Introduction

Pineapple have been grown commercially in Taiwan for over 300 years. It is a perennial herbaceous fruit well-suited to cultivation in the hilly areas of central and southern Taiwan; however, it is grown in flat areas for the purposes of mass cultivation. Taiwan has bred a number of pineapple varieties with different production periods. By 2002, Taiwan output had reached 2.56 million metric tons and by 2018, annual earnings had reached 43 million US dollars.

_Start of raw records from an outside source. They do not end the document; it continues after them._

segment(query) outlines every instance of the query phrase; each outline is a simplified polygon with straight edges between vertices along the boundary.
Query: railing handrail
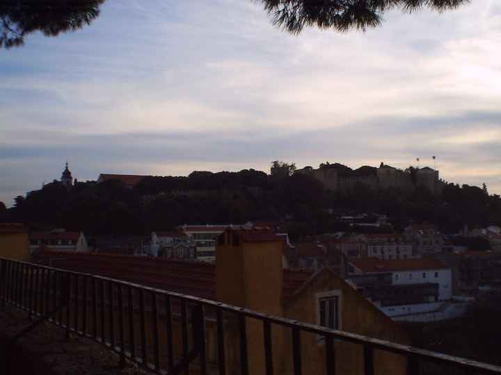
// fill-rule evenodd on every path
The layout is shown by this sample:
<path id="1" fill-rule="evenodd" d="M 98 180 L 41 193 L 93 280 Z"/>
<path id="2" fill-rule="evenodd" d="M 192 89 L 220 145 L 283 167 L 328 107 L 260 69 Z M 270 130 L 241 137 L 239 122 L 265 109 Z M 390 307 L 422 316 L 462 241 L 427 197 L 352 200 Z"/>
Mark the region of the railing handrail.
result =
<path id="1" fill-rule="evenodd" d="M 148 291 L 150 292 L 154 292 L 158 294 L 163 294 L 172 297 L 179 298 L 185 301 L 193 301 L 198 304 L 202 304 L 207 306 L 212 306 L 217 309 L 223 310 L 226 312 L 233 312 L 237 315 L 244 316 L 246 317 L 250 317 L 260 320 L 262 322 L 267 322 L 269 323 L 273 323 L 279 326 L 286 326 L 291 328 L 299 329 L 301 331 L 308 332 L 310 333 L 315 333 L 325 337 L 331 337 L 335 339 L 340 340 L 342 341 L 346 341 L 349 342 L 359 344 L 362 345 L 369 345 L 373 349 L 381 349 L 385 351 L 394 353 L 396 354 L 401 354 L 410 358 L 419 358 L 425 360 L 429 360 L 431 362 L 440 362 L 443 363 L 449 363 L 450 365 L 456 367 L 467 367 L 471 369 L 477 371 L 486 372 L 492 374 L 501 374 L 501 366 L 497 366 L 495 365 L 491 365 L 479 361 L 469 360 L 461 357 L 456 357 L 447 354 L 443 354 L 431 351 L 427 349 L 422 349 L 415 348 L 409 345 L 404 345 L 398 344 L 396 342 L 392 342 L 383 340 L 369 338 L 359 335 L 357 333 L 351 333 L 343 331 L 337 331 L 328 328 L 322 327 L 315 324 L 310 323 L 305 323 L 297 320 L 294 320 L 288 318 L 282 317 L 278 317 L 275 315 L 268 315 L 253 310 L 247 309 L 245 308 L 237 307 L 228 303 L 222 302 L 218 302 L 210 299 L 200 298 L 191 295 L 184 294 L 178 293 L 177 292 L 172 292 L 165 290 L 163 289 L 158 289 L 155 288 L 151 288 L 146 285 L 136 284 L 135 283 L 131 283 L 125 281 L 124 280 L 116 279 L 102 275 L 97 275 L 93 274 L 87 274 L 85 272 L 79 272 L 70 269 L 48 267 L 43 265 L 39 265 L 36 263 L 31 263 L 29 262 L 23 262 L 19 260 L 15 260 L 13 259 L 3 258 L 0 257 L 0 260 L 7 260 L 9 262 L 15 262 L 19 264 L 24 264 L 32 267 L 38 267 L 51 271 L 60 272 L 73 275 L 84 276 L 86 277 L 93 278 L 102 281 L 106 281 L 109 282 L 113 283 L 114 284 L 120 284 L 128 287 L 132 287 L 137 289 Z"/>

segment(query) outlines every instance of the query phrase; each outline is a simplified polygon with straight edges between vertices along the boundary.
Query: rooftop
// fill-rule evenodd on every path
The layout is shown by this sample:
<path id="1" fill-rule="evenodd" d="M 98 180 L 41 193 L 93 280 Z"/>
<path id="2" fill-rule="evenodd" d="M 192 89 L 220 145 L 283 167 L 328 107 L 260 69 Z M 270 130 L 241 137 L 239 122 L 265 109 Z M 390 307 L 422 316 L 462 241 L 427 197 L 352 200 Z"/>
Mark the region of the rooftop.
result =
<path id="1" fill-rule="evenodd" d="M 120 254 L 44 251 L 41 260 L 53 266 L 125 280 L 146 286 L 216 299 L 216 266 L 174 258 L 152 258 Z M 61 260 L 61 258 L 65 259 Z M 292 297 L 312 276 L 312 271 L 283 272 L 283 297 Z"/>
<path id="2" fill-rule="evenodd" d="M 0 223 L 0 233 L 25 233 L 27 231 L 19 223 Z"/>
<path id="3" fill-rule="evenodd" d="M 100 182 L 119 180 L 124 185 L 135 186 L 144 180 L 146 177 L 151 176 L 141 176 L 138 174 L 112 174 L 102 173 L 99 175 L 97 181 Z"/>
<path id="4" fill-rule="evenodd" d="M 353 258 L 350 262 L 363 272 L 415 271 L 448 268 L 440 260 L 433 258 L 383 260 L 377 258 Z"/>
<path id="5" fill-rule="evenodd" d="M 31 232 L 30 240 L 74 240 L 80 237 L 80 232 Z"/>

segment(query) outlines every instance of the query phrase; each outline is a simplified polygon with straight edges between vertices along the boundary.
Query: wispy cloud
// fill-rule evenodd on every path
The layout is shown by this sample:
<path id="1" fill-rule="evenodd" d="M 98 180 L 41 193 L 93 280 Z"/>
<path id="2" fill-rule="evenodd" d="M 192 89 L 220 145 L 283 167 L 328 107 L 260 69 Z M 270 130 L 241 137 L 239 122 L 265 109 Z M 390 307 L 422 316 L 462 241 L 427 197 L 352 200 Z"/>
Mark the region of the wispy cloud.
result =
<path id="1" fill-rule="evenodd" d="M 449 181 L 501 192 L 500 42 L 496 0 L 299 36 L 245 0 L 108 1 L 90 27 L 2 52 L 0 200 L 67 158 L 85 180 L 436 155 Z"/>

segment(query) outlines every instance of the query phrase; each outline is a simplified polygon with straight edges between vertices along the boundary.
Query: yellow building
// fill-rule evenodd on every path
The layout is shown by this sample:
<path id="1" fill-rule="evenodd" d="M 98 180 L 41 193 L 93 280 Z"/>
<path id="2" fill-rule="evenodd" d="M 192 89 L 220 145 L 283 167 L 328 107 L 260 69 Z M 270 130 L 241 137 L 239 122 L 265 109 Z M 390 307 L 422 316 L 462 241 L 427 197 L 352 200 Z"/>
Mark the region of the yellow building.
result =
<path id="1" fill-rule="evenodd" d="M 397 324 L 328 268 L 312 274 L 305 283 L 301 282 L 292 295 L 284 295 L 287 290 L 284 288 L 284 274 L 291 272 L 283 269 L 283 242 L 274 233 L 227 230 L 219 238 L 217 247 L 216 299 L 305 323 L 409 343 L 407 335 Z M 287 275 L 287 278 L 290 277 Z M 247 335 L 249 373 L 264 374 L 260 322 L 249 320 Z M 273 352 L 281 360 L 274 363 L 276 374 L 293 372 L 290 340 L 288 331 L 278 328 L 274 332 Z M 336 358 L 337 374 L 363 374 L 363 352 L 360 346 L 337 341 L 334 349 L 332 355 Z M 301 353 L 305 374 L 326 374 L 325 350 L 321 338 L 304 335 Z M 406 373 L 406 359 L 401 356 L 381 351 L 375 354 L 374 360 L 376 374 Z M 228 365 L 228 368 L 237 367 L 234 364 Z"/>
<path id="2" fill-rule="evenodd" d="M 28 231 L 20 224 L 0 224 L 0 258 L 29 262 Z"/>

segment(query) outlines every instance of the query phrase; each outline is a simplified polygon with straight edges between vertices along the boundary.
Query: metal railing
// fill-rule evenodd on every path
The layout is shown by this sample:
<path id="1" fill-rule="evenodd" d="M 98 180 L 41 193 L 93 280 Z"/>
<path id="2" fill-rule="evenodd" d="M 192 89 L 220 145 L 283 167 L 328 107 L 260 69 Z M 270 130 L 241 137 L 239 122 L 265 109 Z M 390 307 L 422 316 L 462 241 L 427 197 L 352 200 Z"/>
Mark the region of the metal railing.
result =
<path id="1" fill-rule="evenodd" d="M 191 367 L 205 374 L 212 366 L 211 370 L 225 375 L 232 365 L 247 375 L 253 360 L 248 328 L 256 324 L 262 326 L 260 335 L 254 338 L 261 338 L 258 346 L 264 359 L 262 372 L 267 375 L 278 372 L 277 361 L 283 359 L 277 358 L 273 342 L 278 330 L 289 338 L 287 344 L 283 343 L 284 348 L 289 347 L 282 356 L 290 359 L 290 373 L 294 375 L 309 373 L 308 354 L 301 346 L 302 338 L 308 334 L 323 338 L 325 359 L 321 365 L 322 372 L 329 375 L 336 373 L 336 361 L 342 360 L 335 353 L 340 342 L 362 348 L 365 375 L 378 372 L 375 351 L 406 358 L 404 372 L 410 375 L 424 373 L 420 369 L 424 362 L 463 369 L 463 374 L 501 374 L 501 367 L 492 365 L 104 276 L 0 258 L 0 304 L 6 303 L 28 312 L 35 324 L 47 319 L 65 329 L 67 336 L 77 334 L 108 347 L 120 355 L 122 363 L 128 358 L 159 374 L 187 374 Z M 226 357 L 228 343 L 225 340 L 232 328 L 238 348 L 232 356 L 238 360 L 231 362 Z M 212 362 L 207 358 L 209 331 L 216 349 Z"/>

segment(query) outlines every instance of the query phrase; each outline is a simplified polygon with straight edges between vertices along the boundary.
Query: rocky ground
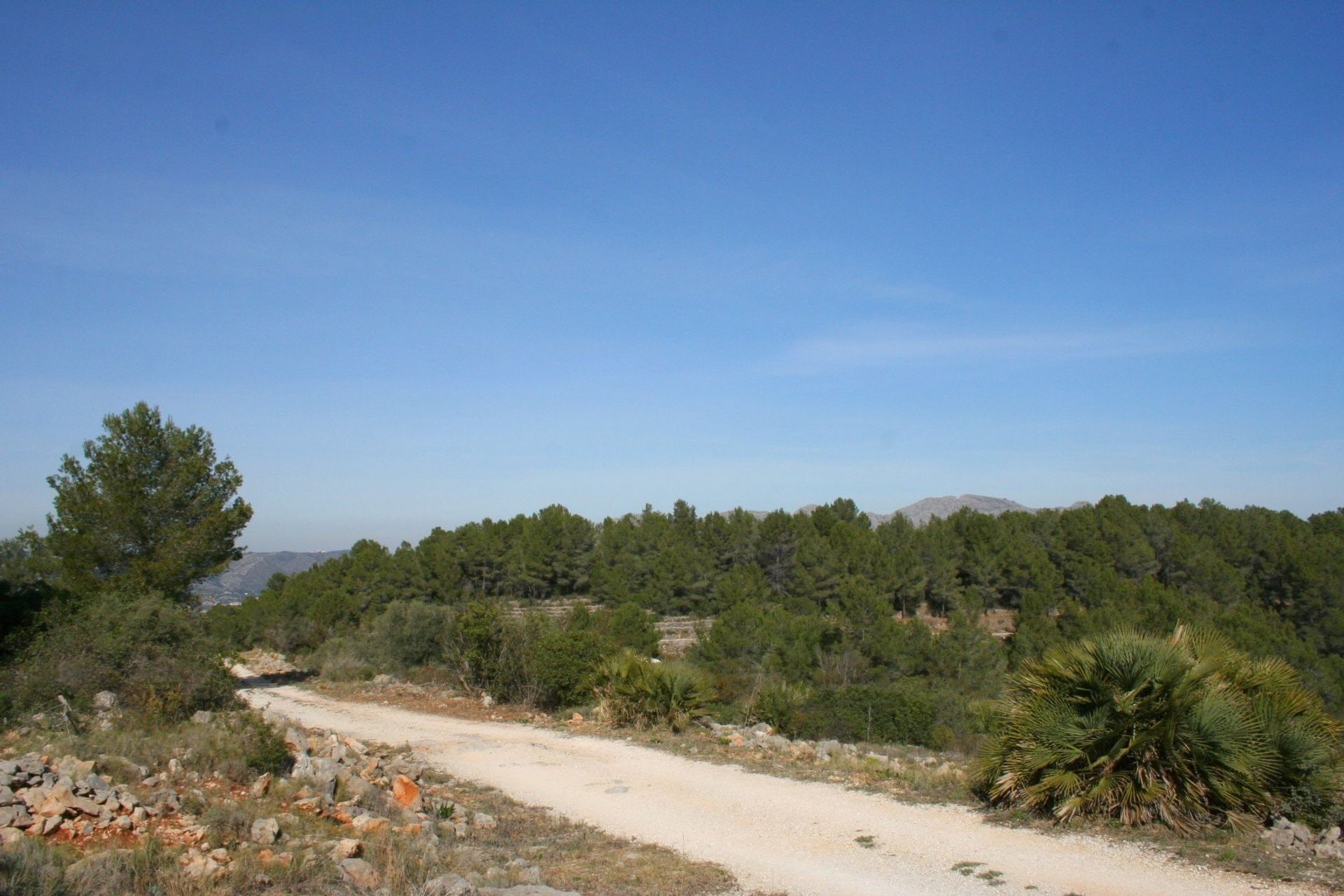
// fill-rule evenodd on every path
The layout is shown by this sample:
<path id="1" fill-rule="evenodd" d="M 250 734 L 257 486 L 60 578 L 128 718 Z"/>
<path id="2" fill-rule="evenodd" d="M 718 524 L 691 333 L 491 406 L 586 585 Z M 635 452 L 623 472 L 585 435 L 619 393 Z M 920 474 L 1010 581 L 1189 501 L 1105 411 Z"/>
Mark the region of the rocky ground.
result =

Pineapples are multi-flowered fruits, and although any given batch of pineapple fields may undergo flowering at roughly the same time, the times at which the florets opens can vary widely. Under these conditions, it is often necessary to harvest a single field three or four times. After flowering, pineapple1 enters the fruit development (BBCH code 7) period, during which the fruit begins to develop and expand. The fruit head gradually changes from conical to smooth, and the color of the peel gradually changes from reddish brown (BBCH code 703) to dark green (BBCH code 705). During the final stage of development (BBCH code 709), the size of the fruit does not change but the color of the peel changes from dark green to light green. In the fruit-ripening stage (BBCH code 8), the fruit gradually turns yellow and the emits the aroma of pineapple. Commercially-available pineapple fruit can be divided into solid-sounding fruit, hollow-sounding fruit and semi-hollow-sounding fruit2, in accordance with the sound that is reflected when the fruit is tapped. Solid sound fruit is characterized by low acidity, thick meat, and a bright golden color. The solid sound fruit was more mature than hollow sound, and the suitable harvest time was appeared light green sprinkled with white powder (when the peel turns yellow, it is too ripe). Hollow sounding is characterized by lower water content, thinner fibers, strong sweetness, string acidity, strong fragrance, and a light milky yellow. The suitable harvest time was ripening from green to yellow. The semi-hollow-sound is somewhere in between.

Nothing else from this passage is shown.